Saturday, January 8, 2022

Here's What I Watched in 2021

Have you been watching all the things on television? I have tried, but there is so much "must watch" tv and so many different platforms I have to put in as much energy into watching TV as I do at my job. It's a confusing time for so many reasons and watching tv should not be. Here's what I watched and loved in 2021:

1. Succession is an HBO show about a ruthless media magnate, (Is there any other kind?) Logan Roy, who built his empire and a family to fear and work hard for his affection. Creating insecure minions and children that hope to one day inherit the business in the process. Of the three siblings I was drawn to Siobhan. A stylish political operative with a good heart. She seemed like the obvious choice as the successor, but as the series develops, we learn that Siobhan is more like her father and brothers than she led us to believe!

2. The Mandolorian is a member of the Star Wars universe, of which I am not well-versed. However, you don't need to be a fan of the George Lucas phenomenon to fall for the ubiquitous BABY YODA. Like animals and infants, he is nonverbal. All his emotion is revealed through the giant eyes in his wrinkled, green face. The first season is good, clean fun, with action and adventure galore. By the time the second season finale comes around you'll be (1) wondering how they were able to keep that secret; (2) thanking whatever magic makes CGI work and; (3) looking forward to seeing Mr. Pascal in more stuff.

3. Star Trek Discovery is the Star Trek little Black girls have been waiting for our whole lives. The first in the series from the perspective one of the ship's officers instead of the Captain. There's an important Vulcan storyline that will leave you gasping for air. Most importantly there's Sonequa Martin who is reminding us to trust ourselves more than anything else each time she is on screen. 
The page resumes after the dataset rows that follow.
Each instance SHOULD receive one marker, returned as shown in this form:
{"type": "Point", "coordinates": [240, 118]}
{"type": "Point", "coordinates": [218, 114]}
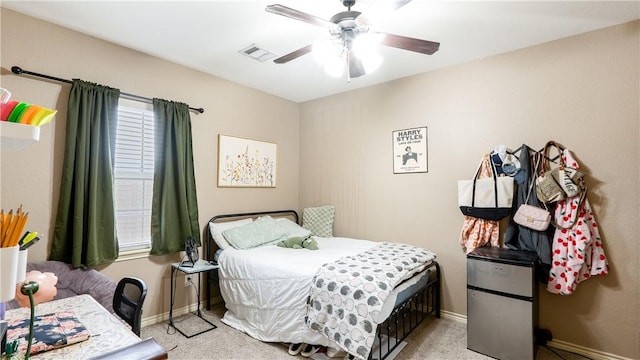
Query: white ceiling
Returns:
{"type": "Point", "coordinates": [208, 35]}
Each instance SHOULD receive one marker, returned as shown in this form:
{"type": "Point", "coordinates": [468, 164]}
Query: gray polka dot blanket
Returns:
{"type": "Point", "coordinates": [347, 295]}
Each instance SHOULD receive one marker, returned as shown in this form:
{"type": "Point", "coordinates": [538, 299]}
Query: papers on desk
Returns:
{"type": "Point", "coordinates": [50, 331]}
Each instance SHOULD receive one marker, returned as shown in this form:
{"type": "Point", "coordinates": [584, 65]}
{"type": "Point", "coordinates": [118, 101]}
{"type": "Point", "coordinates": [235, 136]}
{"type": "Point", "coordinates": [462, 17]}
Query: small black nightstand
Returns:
{"type": "Point", "coordinates": [201, 266]}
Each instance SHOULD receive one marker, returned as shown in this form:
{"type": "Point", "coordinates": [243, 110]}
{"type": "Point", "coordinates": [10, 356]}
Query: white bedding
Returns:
{"type": "Point", "coordinates": [265, 289]}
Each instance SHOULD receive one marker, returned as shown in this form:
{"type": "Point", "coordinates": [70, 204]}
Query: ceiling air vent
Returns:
{"type": "Point", "coordinates": [257, 53]}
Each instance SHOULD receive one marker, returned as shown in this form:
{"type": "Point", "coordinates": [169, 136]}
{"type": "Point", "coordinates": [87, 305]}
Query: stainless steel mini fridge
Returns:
{"type": "Point", "coordinates": [502, 303]}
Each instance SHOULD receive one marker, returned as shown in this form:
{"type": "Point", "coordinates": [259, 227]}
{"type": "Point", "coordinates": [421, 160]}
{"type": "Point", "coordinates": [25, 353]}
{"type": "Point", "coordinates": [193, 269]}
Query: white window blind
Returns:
{"type": "Point", "coordinates": [134, 160]}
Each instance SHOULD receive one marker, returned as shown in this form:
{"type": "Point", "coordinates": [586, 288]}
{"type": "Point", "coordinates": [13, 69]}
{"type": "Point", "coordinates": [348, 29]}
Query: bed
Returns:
{"type": "Point", "coordinates": [279, 294]}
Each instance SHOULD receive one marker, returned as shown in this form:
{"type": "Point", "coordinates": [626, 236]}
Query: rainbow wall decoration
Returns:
{"type": "Point", "coordinates": [25, 113]}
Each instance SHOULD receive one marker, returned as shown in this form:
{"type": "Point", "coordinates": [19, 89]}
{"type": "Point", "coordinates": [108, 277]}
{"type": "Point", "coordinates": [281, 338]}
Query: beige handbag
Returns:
{"type": "Point", "coordinates": [559, 183]}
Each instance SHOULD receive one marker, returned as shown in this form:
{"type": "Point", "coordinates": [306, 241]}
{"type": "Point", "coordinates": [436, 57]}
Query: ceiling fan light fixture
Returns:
{"type": "Point", "coordinates": [371, 63]}
{"type": "Point", "coordinates": [335, 67]}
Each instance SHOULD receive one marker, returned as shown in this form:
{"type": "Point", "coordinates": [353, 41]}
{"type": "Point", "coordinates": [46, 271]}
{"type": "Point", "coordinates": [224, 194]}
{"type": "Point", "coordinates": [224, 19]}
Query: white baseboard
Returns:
{"type": "Point", "coordinates": [584, 351]}
{"type": "Point", "coordinates": [556, 344]}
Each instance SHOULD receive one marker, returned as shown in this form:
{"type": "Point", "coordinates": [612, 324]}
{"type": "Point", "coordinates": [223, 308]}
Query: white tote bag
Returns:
{"type": "Point", "coordinates": [487, 198]}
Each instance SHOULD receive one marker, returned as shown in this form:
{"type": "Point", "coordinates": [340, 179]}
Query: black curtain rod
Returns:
{"type": "Point", "coordinates": [18, 70]}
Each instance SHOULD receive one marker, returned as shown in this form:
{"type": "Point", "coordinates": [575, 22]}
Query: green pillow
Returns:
{"type": "Point", "coordinates": [319, 220]}
{"type": "Point", "coordinates": [264, 230]}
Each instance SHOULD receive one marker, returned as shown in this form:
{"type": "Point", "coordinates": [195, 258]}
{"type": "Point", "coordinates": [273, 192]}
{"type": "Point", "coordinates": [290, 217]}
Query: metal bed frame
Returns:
{"type": "Point", "coordinates": [404, 318]}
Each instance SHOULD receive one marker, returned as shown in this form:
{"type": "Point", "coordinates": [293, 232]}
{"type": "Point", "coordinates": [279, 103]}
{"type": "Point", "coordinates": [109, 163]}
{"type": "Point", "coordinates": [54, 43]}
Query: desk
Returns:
{"type": "Point", "coordinates": [107, 331]}
{"type": "Point", "coordinates": [201, 266]}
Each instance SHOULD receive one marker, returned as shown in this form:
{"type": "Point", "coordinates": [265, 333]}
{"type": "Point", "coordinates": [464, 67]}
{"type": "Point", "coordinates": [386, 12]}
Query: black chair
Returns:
{"type": "Point", "coordinates": [128, 300]}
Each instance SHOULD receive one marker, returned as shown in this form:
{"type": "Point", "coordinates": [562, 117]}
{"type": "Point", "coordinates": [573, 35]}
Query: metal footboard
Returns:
{"type": "Point", "coordinates": [406, 317]}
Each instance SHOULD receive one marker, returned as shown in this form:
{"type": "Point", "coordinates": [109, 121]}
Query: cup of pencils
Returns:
{"type": "Point", "coordinates": [11, 233]}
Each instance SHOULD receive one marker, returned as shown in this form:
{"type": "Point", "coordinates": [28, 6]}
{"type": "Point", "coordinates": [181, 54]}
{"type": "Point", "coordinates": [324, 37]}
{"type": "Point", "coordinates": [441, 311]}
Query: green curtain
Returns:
{"type": "Point", "coordinates": [174, 209]}
{"type": "Point", "coordinates": [85, 229]}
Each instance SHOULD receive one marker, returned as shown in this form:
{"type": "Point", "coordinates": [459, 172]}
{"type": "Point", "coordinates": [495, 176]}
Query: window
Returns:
{"type": "Point", "coordinates": [133, 174]}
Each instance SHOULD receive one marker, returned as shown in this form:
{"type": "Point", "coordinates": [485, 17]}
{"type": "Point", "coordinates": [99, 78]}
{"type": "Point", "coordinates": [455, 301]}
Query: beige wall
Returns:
{"type": "Point", "coordinates": [581, 91]}
{"type": "Point", "coordinates": [31, 176]}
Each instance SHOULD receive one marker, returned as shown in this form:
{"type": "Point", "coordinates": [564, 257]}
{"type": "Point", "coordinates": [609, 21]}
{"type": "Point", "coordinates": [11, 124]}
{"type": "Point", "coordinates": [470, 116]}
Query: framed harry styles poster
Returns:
{"type": "Point", "coordinates": [410, 151]}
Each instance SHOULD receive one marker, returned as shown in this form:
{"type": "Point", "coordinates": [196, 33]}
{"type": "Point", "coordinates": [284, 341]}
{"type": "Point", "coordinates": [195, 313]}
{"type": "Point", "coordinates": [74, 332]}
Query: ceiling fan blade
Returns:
{"type": "Point", "coordinates": [293, 55]}
{"type": "Point", "coordinates": [299, 15]}
{"type": "Point", "coordinates": [411, 44]}
{"type": "Point", "coordinates": [356, 68]}
{"type": "Point", "coordinates": [378, 10]}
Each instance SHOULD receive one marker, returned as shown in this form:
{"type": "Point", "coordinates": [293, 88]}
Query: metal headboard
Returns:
{"type": "Point", "coordinates": [217, 218]}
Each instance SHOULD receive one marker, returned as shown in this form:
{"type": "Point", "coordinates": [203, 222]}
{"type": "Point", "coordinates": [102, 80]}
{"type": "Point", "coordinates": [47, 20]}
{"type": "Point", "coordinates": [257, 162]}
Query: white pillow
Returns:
{"type": "Point", "coordinates": [217, 229]}
{"type": "Point", "coordinates": [263, 231]}
{"type": "Point", "coordinates": [292, 229]}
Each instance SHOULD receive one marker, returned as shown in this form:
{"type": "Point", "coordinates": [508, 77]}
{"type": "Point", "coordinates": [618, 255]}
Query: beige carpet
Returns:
{"type": "Point", "coordinates": [434, 339]}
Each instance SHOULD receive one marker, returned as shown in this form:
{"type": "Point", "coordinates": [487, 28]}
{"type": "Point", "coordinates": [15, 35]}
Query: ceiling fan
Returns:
{"type": "Point", "coordinates": [347, 27]}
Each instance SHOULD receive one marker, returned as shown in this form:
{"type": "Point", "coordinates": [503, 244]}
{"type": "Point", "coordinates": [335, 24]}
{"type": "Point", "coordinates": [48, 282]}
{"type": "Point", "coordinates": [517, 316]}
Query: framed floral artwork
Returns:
{"type": "Point", "coordinates": [246, 163]}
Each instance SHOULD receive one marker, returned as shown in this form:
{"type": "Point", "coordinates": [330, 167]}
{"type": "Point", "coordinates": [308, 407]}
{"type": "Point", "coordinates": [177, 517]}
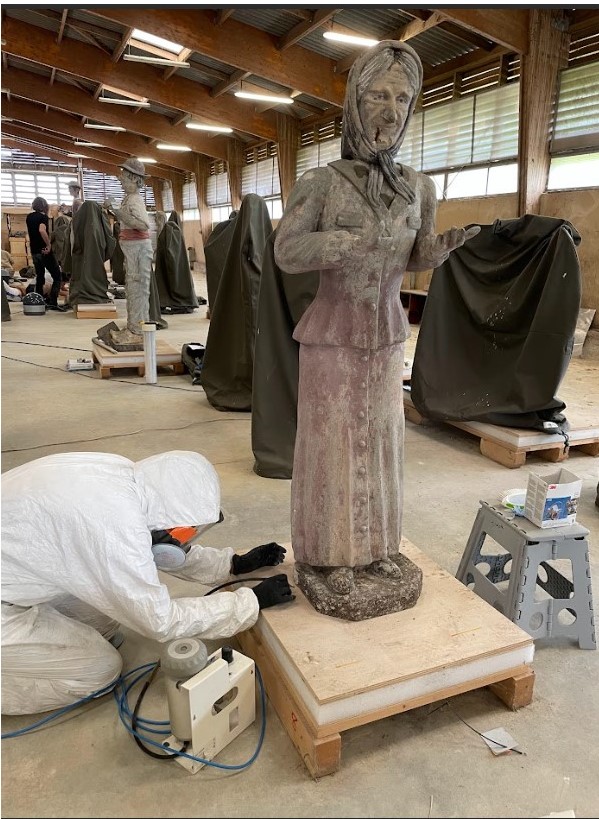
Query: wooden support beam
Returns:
{"type": "Point", "coordinates": [224, 86]}
{"type": "Point", "coordinates": [416, 27]}
{"type": "Point", "coordinates": [409, 31]}
{"type": "Point", "coordinates": [301, 14]}
{"type": "Point", "coordinates": [39, 46]}
{"type": "Point", "coordinates": [62, 124]}
{"type": "Point", "coordinates": [63, 21]}
{"type": "Point", "coordinates": [180, 119]}
{"type": "Point", "coordinates": [235, 163]}
{"type": "Point", "coordinates": [506, 26]}
{"type": "Point", "coordinates": [318, 19]}
{"type": "Point", "coordinates": [56, 148]}
{"type": "Point", "coordinates": [222, 15]}
{"type": "Point", "coordinates": [182, 57]}
{"type": "Point", "coordinates": [239, 45]}
{"type": "Point", "coordinates": [546, 55]}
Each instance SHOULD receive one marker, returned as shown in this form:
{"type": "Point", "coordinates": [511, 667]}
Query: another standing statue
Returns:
{"type": "Point", "coordinates": [362, 222]}
{"type": "Point", "coordinates": [136, 245]}
{"type": "Point", "coordinates": [117, 260]}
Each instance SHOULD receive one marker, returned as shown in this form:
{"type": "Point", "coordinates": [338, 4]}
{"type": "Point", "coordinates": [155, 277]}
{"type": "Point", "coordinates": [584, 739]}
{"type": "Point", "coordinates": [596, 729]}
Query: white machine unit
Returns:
{"type": "Point", "coordinates": [210, 707]}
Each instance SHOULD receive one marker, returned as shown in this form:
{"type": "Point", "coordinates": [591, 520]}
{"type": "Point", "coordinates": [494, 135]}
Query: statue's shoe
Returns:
{"type": "Point", "coordinates": [340, 579]}
{"type": "Point", "coordinates": [384, 568]}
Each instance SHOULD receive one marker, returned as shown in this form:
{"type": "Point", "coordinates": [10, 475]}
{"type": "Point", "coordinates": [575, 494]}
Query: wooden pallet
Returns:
{"type": "Point", "coordinates": [166, 357]}
{"type": "Point", "coordinates": [325, 676]}
{"type": "Point", "coordinates": [509, 446]}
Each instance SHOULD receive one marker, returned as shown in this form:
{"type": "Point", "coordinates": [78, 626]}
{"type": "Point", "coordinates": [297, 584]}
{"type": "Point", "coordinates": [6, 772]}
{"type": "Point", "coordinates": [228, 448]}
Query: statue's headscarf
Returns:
{"type": "Point", "coordinates": [355, 143]}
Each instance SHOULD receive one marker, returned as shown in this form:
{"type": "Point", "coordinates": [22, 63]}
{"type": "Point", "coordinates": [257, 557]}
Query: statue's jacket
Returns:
{"type": "Point", "coordinates": [346, 491]}
{"type": "Point", "coordinates": [358, 302]}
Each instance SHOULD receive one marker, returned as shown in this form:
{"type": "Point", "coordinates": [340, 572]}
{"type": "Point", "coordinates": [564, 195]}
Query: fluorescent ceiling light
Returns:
{"type": "Point", "coordinates": [220, 129]}
{"type": "Point", "coordinates": [160, 42]}
{"type": "Point", "coordinates": [350, 39]}
{"type": "Point", "coordinates": [104, 127]}
{"type": "Point", "coordinates": [142, 58]}
{"type": "Point", "coordinates": [135, 103]}
{"type": "Point", "coordinates": [163, 146]}
{"type": "Point", "coordinates": [248, 95]}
4. Sense 8 is a Netflix show by the Wachowski sisters that I ignored for years. There was a lot of talk about it, but nothing about it resonated with me. A close friend encouraged me to get past the first few episodes and IGNORE the Daryl Hannah character altogether, and instead focus on the broader international themes, diversity and relationships. Once I did that, I was in love with the story of human connection, love, sex and adventure. 

5. The Expanse in a space odyssey. I don't get to use the word odyssey enough. The Expanse is well, expansive. It begins with a missing woman and a quirky detective hundreds of years in the future, but as the final episode of the sixth season approaches, we find our characters at the far reaches of the universe fighting each other for survival against an unknown foe. 

This list is by no means exhaustive. Admiral mentions goes to What We Do in the Shadows, The Mayans, and Pose.

Saturday, January 1, 2022

Here's What I Read in 2021

I have tried different methods of expression in this space. One year I posted every day for the final days of the year. It was fun and an excellent way to send off the year. I have been thinking about posting every day for the first five days of the year to see what follows but, I am not securely attached to the concept just yet. For now, let's dig into what distracted me from my work and childrearing.

Here's my top five books of 2021 in a very particular order of preference:


1. The Book of Longings: A Novel by Sue Monk Kidd
I could go on ad nauseum about this book but believe me it is better to savor the beauty of it with your own eyeballs and heart. It's a deep meditation on the nature of self-confidence, motherhood and history. It is the book I didn't know I needed. I look forward to reading more Sue Monk Kidd. 

2. The Hemingses of Monticello: An American Family by Annette Gordon-Reed
Annette Gordon-Reed won the 2008 Pulitzer for History and the National Book Award for Nonfiction for this. She thoroughly researched four generations of the African American Hemings family from their African and Virginian origins until the death of Thomas Jefferson their master and the father of Sally Hemings' children. But this book is so much more than that. It's also about the origins of slavery in this country and the structure of racism revealing the stark truth that race is a social construct.

3. Both/And: A Life in Many Worlds by Huma Abedin
Yes, you know Huma. Not to be confused with Amal Clooney British-Lebanese attorney who is married to George Clooney. Huma is an American political operative (aspiring politician?) with Indian and Pakistani heritage that is famous for working with Hillary Clinton and her marriage to disgraced former congressman Anthony Weiner. Her exotic looks, eclectic background and ability to stay below the radar made this a thirst quenching read. How did she create such an extraordinary career? Why did she marry and stay married to that guy? She answered all the questions with compassion, grace and vulnerability.

4. This Tender Land by William Kent Krueger
A colleague at my office handed me this book and said read it. I work with engineers, a very smart lot. It is very common for folks to drop books on my desk with one word: READ. This was a difficult novel to get into. It's about a little white boy growing up in one of the Native American conversion schools during the Depression era that have been in the news recently. It's gritty, grueling subject matter. Racism, physical and sexual abuse of MINORS, family secrets and tragedies. Not the sort of book I thought a middle-aged lady at my office would hand me with strong insistence I should read. I trudged through the first several chapters asking myself why this book written, why did Debbie recommend it, and why to me. I also wondered why she liked it. Once you have a child, consuming art that puts children in harm's way can be a harrowing experience. Then one day Albert gets bit by a snake, and everything comes into sharp focus, and you don't want the story to end. 

5. The Midnight Library by Matt Haig
Another book plopped on my desk with instructions to read. This one is about 30-something Nora whose life is filled with disappointment and regret. Feeling rudderless, useless and unaccomplished she tries to commit suicide. Gawd have his mercy. I gave this book, and Candice the side-eye for leaving it on my desk. WTH is this depressing, morose British novel doing on my desk I wondered. My boss also recommended this book, so I got started and WOW! It's about the paths not taken. It's about infinite possibilities. It's about never giving up because success is often just around the bend.